La Vie immédiate me rattrape alors que j’allais commencer à dérouler le squelette de chronique que j’avais décidé au café. J’étais prête à taper les premiers mots : l’ordinateur rehaussé sur une pile de livres, moi assise en tailleur au sol sous la lucarne la plus grande du bateau ; mais en buvant quelques gorgées de dopant et en laissant courir mon regard sur un compartiment de la bibliothèque, je vois un livre-là qui ne m’appartient pas. Sachant très bien que le seul livre que je possède de Paul Eluard est Le livre ouvert, ce titre-là La Vie immédiate me saute aux yeux. Alors tout de suite cette pensée, quelqu’un l’a glissé pour me faire passer un message à travers la voix d’un autre… Je ne crois pas fabuler. Il y a bien sûr deux marques-pages pour me montrer le chemin mais deux pages à chaque fois, l’une à droite, l’une à gauche, et plein de poèmes. Alors lequel interpréter comme message caché ? L’aphorisme « Pour voir les yeux où l’on s’enferme / et les rires où l’on prend place » ou bien les mots d’amour : « Je veux t’embrasser je t’embrasse / Je veux te quitter tu t’ennuies / Mais aux limites de nos forces / Tu revêts une armure plus dangereuse qu’une arme. » ?  Je laisse faire le présent et sa chair plus fort que mon squelette de texte déjà mort. Le titre du livre-intrus dans la bibliothèque le dit bien. 
Il y a comme nous allons vers les mots et comme ils viennent d’eux-mêmes. La correspondance par exemple : Notre nom, c’est pour nous, c’est enveloppé. On déchire, on ouvre, les lettres sont parfois accompagnées d’images… Ainsi ce matin, le village d’Oloron Sainte-Marie des Pyrénées Atlantiques et son église Sainte Croix débarquant dans le bateau – avec ce texte d’Alice Baude comme en petite voix répondant aux résistances à se laisser couler dans le fleuve du Temps, Ce qui nous traverse :« Car après tout, on ne fait que passer. Le passage. Ce que nous sommes de solide, et de fluide. Le mouvement. Ce que nous vivons d’espaces, et de territoires. Traversons ces pans de papiers. La lumière. Nous y lisons comme dans un livre ouvert. » A mon retour d’une échappée il y a quelques jours, un courrier encourageant : une lectrice des chroniques se dévoilant et me partageant son écoute – attentive - de mon voyage dans le labyrinthe des écritures. Tant qu’elle gardait le silence je ne pouvais pas savoir qu’elle me lisait. C’est presque intimidant maintenant. Grande différence ici de l’écriture avec la danse : le temps qu’on partage avec l’écrit est différé.
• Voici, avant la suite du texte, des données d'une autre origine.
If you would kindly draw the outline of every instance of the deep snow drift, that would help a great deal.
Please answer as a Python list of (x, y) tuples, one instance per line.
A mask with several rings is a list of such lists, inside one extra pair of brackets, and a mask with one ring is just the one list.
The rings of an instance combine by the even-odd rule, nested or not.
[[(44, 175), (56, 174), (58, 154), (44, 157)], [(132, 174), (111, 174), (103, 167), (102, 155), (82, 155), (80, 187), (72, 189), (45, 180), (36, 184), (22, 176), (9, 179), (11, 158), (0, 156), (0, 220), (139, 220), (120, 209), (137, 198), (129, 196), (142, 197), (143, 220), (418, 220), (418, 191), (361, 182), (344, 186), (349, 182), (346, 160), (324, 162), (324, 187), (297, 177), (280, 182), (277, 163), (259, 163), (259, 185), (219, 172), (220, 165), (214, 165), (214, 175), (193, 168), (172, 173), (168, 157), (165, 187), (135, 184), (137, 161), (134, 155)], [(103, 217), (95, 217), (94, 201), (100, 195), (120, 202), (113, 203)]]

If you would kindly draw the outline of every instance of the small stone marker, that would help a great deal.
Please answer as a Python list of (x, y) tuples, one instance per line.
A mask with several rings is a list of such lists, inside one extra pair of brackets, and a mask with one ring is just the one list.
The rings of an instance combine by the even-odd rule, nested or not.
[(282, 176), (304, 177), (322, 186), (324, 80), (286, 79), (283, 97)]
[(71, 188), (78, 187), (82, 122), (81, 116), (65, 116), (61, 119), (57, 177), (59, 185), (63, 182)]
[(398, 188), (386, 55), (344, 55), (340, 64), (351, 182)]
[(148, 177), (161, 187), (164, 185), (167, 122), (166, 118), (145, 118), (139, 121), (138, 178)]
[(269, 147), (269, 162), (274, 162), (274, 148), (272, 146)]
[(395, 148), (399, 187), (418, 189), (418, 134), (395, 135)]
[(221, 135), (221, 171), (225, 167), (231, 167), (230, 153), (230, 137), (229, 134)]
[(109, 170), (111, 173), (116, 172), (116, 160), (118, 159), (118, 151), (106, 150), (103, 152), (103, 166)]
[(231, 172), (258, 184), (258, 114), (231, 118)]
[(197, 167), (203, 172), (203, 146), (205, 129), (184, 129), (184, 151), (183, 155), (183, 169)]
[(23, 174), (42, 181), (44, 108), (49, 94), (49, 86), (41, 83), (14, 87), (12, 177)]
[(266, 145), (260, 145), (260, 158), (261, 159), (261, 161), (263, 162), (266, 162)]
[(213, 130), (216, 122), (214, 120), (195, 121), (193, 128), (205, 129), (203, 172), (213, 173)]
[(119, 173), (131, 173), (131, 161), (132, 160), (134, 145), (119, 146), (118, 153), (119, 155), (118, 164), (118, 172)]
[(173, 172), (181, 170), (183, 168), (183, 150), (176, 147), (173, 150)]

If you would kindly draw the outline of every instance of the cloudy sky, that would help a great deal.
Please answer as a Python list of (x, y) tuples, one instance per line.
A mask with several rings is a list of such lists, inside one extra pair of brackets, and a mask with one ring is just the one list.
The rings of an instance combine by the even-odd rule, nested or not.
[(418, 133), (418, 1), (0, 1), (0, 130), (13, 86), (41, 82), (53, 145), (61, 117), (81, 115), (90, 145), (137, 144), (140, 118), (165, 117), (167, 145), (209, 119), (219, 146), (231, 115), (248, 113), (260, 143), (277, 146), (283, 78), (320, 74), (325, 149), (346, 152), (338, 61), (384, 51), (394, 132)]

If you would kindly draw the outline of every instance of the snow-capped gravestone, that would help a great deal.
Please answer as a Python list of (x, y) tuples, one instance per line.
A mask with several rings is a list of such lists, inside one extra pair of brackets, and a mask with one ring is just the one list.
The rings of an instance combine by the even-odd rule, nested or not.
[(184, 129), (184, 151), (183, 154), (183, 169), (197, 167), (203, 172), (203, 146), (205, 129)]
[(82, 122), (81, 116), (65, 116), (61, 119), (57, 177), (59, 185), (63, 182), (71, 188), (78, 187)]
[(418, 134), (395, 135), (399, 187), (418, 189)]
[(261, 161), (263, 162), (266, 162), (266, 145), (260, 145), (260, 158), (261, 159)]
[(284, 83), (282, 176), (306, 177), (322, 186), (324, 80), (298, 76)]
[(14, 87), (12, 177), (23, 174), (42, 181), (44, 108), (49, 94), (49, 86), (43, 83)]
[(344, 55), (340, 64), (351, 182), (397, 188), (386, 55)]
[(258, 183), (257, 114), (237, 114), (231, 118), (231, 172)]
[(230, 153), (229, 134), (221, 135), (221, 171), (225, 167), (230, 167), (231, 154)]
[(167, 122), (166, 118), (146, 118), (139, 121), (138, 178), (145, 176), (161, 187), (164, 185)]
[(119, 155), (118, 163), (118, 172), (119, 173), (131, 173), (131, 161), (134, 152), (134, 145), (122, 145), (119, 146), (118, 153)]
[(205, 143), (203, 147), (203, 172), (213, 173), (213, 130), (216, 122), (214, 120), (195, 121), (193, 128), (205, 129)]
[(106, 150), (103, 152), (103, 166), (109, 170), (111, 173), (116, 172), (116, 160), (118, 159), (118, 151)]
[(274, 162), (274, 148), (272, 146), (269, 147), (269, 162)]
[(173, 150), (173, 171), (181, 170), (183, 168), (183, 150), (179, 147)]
Lecteur, je nous imagine ensemble, assis par terre avec les livres ouverts, fermés, intrus, manqués, en pile, en attente… Avec les livres plein de poussières - d’étoiles - des yeux - de ceux qui les ont écrits.
Les Vagues de Virginia Woolf ne rôde pas loin. Je ne sais pas pourquoi. Des jours et des jours que je ne l’ai pas ouvert. Serait-il en train de se rapprocher par un subtil mouvement de marée ? Et c’est la pleine lune cette nuit. Il y a des années je le lisais exactement à la même période : décembre. Je l’attrape et voilà que je tombe sur un passage où ça danse : « Avec l’impartialité du désespoir, avec la plus complète absence d’illusions, je regardais la poussière danser : ma vie, la vie de mes amis, et ces présences fabuleuses, des hommes avec des balais, des dames assises à une table à écrire, des saules au bord des rivières, - fantômes et nuages eux aussi de poussière… ». 
De mon squelette de chronique prévu au café ce matin il ne reste vraiment pas grand-chose. Les grèves, la pleine lune, la Vie immédiate ont eu raison de moi. J’avais envie de raconter des rencontres avec des inconnus grâce à du papier et des mots, véritable support de conversation, ou encore mes retrouvailles avec une bibliothèque dans le Diois où je tombe toujours sur le bouquin que j’attendais comme cette fois les notes du peintre Alexandre Hollan. Les notes en littérature II seront pour la prochaine fois…  Il est minuit, un livre s’éveille. 

Sacha Steurer 

Livres cités 

Paul Eluard, La vie immédiate, Editions Gallimard, 1989 
Paul Eluard, Le livre ouvert, Editions Gallimard, 1989 
Virginia Woolf, Les Vagues, 1931 pour la première édition 
Le texte d’Alice Baude Ce qui nous traverse est publié sous forme artisanale et est disponible à la lecture à la Maison de la Catalanité à Perpignan, lors d’une exposition jusqu’au 10 janvier 2020.